Git Product home page Git Product logo

ml-for-nids's Introduction

Exploring Explainable AI techniques for Detecting Contamination Features for improved Machine Learning-based Intrusion Detection

This repository contains the code and resources for my master's thesis on machine learning for network intrusion detection at Ghent University. The goal of this thesis is to develop a methodology that detects contaminating features in intrusion detection system (IDS) datasets using explainable artificial intelligence (XAI) techniques such as SHAP. Additionally, the inter-dataset generalization technique is employed to assess the impact of these features on the generalization ability of machine learning (ML) models.

Repository Structure

The repository is organized as follows:

  • contaminant_discovery: Contains the code for the training and analysis phase of our methodology to detect contaminants.
    • *-heatmaps: heatmaps generated in every training/analysis cycle are available here.
  • contaminant_validation_phase: Includes the code for the validation phase of the methodology.
    • boxplots: Contains boxplots for comparing feature distribution.
  • generalization: Contains bash scripts and Python scripts to run the inter-dataset generalization testing.
    • results: contains the results of the generalization experiment in table form and in visual form (heatmaps)
      • generalization_heatmap: Stores the heatmaps generated by running the inter-dataset generalization testing code.
      • bar_chart: Contains the grouped bar plot of the results.
  • ks-test: Contains the code for the KS-test and the analysis of the KS-test results.
    • ks_test_scatter: Includes scatterplots of the results of the KS-test code.
    • ks_test_violin: Contains violin plots of the results of the KS-test code.

Getting Started

The following packages are needed to run the code in this repository:

  • numpy
  • pandas
  • fastai
  • seaborn
  • sklearn
  • scipy
  • shap
  • matplotlib
  • plotly.express

Source Datasets

The datasets used were part of the NFV2-collection by the university of Queensland aimed at standardizing network-security datasets to achieve interoperability and larger analyses. The cleaned versions of these datasets were used and are available in Kaggle.
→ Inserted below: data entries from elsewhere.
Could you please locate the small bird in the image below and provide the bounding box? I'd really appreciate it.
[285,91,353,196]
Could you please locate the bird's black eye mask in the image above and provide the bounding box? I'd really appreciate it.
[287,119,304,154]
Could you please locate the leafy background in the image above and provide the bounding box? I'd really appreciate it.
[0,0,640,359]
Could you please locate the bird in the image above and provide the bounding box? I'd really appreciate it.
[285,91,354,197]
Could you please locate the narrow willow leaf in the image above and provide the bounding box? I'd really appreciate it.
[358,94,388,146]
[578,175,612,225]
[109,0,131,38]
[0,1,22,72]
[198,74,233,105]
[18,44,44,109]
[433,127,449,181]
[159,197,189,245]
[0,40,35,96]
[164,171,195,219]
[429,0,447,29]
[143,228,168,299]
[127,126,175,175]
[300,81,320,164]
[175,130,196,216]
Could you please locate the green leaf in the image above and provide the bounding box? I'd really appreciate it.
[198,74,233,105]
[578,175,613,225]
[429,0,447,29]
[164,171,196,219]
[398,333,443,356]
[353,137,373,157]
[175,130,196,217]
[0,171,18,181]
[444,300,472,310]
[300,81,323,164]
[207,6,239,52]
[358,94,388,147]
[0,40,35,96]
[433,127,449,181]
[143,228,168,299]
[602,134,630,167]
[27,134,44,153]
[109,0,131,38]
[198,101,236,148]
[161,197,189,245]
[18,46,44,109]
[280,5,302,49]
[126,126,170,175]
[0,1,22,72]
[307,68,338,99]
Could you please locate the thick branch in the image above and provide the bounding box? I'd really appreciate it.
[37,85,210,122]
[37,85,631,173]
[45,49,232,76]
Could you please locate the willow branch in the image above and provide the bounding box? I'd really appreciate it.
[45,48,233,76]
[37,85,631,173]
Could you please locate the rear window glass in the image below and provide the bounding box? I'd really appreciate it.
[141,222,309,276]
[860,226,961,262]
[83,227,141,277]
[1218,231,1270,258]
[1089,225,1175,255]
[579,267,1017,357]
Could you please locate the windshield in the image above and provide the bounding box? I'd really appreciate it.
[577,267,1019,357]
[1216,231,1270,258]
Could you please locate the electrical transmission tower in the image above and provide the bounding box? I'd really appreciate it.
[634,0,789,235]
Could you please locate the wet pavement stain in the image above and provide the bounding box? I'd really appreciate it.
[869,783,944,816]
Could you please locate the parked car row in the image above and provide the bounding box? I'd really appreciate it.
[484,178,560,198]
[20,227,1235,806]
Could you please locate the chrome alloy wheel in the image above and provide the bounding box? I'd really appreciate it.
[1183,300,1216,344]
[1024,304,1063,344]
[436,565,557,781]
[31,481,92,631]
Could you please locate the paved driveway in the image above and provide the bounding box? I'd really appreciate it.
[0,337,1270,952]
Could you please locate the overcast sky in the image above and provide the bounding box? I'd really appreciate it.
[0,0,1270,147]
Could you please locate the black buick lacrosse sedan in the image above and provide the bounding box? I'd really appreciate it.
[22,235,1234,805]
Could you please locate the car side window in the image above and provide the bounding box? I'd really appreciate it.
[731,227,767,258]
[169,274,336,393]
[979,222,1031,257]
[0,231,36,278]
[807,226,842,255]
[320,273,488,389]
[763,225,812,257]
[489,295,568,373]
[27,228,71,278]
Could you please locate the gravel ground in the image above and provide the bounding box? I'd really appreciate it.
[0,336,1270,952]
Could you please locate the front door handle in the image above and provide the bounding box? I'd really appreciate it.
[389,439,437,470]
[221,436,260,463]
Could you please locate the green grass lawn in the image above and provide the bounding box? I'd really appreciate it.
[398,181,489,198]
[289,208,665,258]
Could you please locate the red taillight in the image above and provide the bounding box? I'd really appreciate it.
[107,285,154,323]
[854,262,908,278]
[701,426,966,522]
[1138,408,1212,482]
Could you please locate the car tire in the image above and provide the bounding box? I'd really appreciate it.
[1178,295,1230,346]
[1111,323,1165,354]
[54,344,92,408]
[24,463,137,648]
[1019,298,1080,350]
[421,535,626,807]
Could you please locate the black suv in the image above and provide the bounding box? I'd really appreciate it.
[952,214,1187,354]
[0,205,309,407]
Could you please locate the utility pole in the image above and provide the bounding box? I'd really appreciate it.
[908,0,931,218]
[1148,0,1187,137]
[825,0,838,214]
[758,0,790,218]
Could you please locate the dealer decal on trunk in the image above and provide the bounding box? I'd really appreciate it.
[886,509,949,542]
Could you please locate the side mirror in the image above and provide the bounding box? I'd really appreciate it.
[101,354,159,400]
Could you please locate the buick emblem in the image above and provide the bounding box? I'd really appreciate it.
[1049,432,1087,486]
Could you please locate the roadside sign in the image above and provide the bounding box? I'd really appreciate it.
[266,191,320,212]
The UNSW-NB15 dataset with metadata used for measuring the effectiveness of our methodology is also available in Kaggle

Acknowledgements

I would like to express my deepest gratitude to all people who helped me with guidance and advice for finishing this thesis.

First and foremost my supervisors Laurens D’hooge and Miel Verkerken for their invaluable guidance and support throughout the duration of this research. Their research and discoveries have played a pivotal role in shaping the direction and quality of this thesis. Also, their persistence in encouraging me to take full ownership of the research and pursue my own ideas made this research into something I can really call my own.
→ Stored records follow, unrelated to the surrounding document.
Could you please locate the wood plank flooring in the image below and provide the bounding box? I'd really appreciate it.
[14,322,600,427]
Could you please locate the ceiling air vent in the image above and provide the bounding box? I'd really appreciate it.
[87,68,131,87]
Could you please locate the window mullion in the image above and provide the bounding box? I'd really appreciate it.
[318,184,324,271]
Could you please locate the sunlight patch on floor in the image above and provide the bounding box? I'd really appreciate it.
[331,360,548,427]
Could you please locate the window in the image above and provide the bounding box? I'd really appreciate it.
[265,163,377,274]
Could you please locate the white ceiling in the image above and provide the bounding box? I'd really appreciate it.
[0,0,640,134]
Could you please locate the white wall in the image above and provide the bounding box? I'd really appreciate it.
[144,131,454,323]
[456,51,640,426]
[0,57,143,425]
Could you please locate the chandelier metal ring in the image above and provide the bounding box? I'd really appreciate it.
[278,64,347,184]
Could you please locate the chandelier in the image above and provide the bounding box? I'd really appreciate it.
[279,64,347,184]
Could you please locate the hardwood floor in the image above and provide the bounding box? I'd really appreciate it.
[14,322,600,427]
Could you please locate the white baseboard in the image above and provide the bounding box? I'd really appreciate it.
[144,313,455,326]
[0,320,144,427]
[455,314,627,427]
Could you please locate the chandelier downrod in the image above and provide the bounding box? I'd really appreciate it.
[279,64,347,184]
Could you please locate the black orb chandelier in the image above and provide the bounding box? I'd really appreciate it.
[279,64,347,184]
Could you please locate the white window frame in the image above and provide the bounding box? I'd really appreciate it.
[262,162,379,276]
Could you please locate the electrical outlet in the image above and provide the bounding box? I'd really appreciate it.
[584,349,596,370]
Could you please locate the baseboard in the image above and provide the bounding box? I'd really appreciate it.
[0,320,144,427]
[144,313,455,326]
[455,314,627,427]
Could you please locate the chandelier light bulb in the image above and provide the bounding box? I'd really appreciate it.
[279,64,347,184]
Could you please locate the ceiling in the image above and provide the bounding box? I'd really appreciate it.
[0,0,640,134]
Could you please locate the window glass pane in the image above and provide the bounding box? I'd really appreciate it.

I am also thankful to the members of my thesis committee, prof. dr. Bruno Volckaert, dr. ir. Tim Wauters and Prof. dr. ir. Filip De Turck, for providing me with the opportunity to conduct research in this field within the research group.

I would like to extend my appreciation to imec for providing the necessary computing resources that enabled the successful completion of this research.
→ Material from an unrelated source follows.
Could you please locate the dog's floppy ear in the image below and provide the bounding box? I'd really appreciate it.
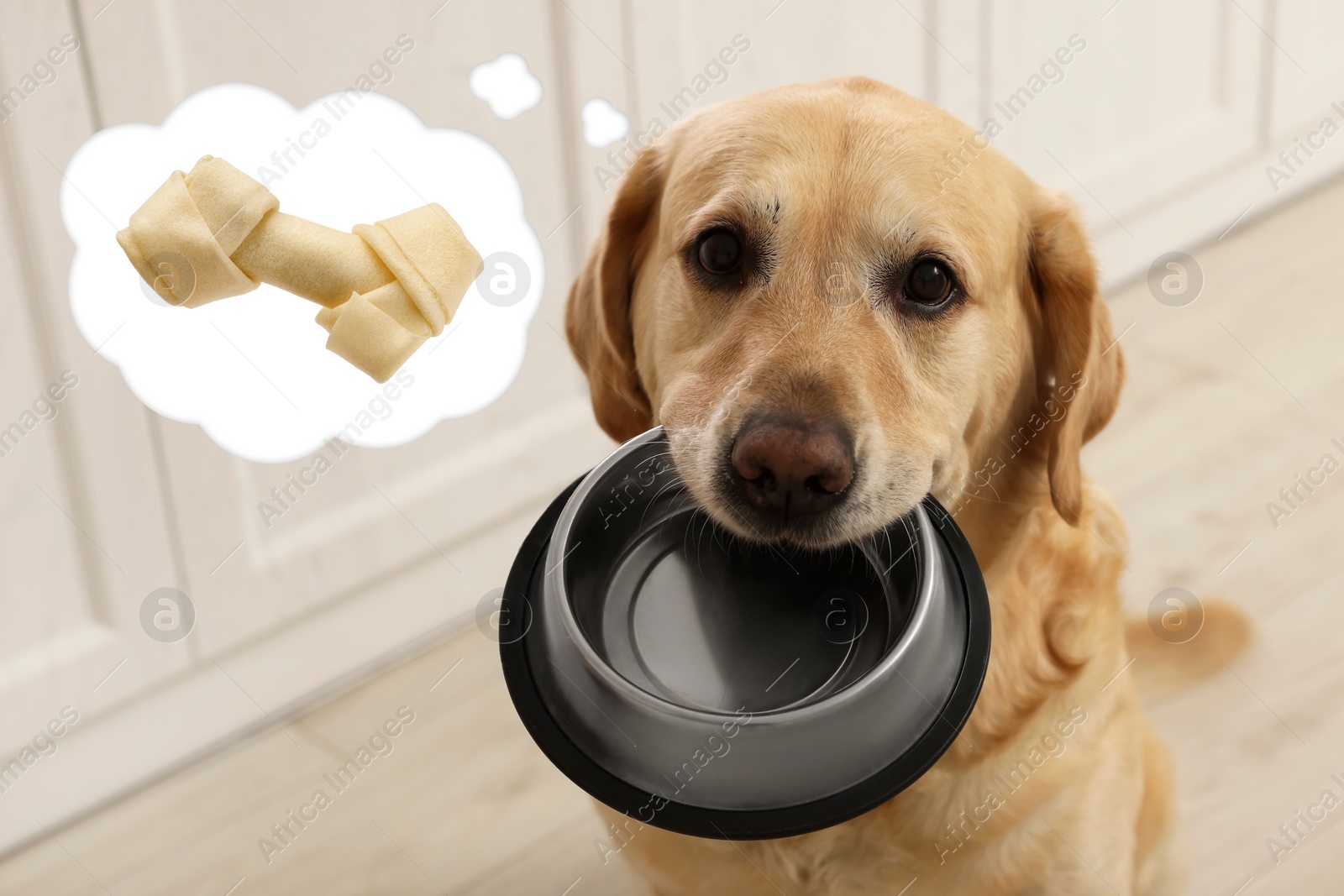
[1031,190,1125,525]
[564,148,663,442]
Also a thanks to the NYCU for their willingness to collaborate. I am particularly grateful to Didik Sudyana and Fietyata Yudha, despite the fact that we were unable to pursue the collaboration I had initially envisioned due to challenges with data quality and time limitations. Nonetheless, both of them displayed a readiness to assist me and provided valuable explanations regarding the CREMEv2 data.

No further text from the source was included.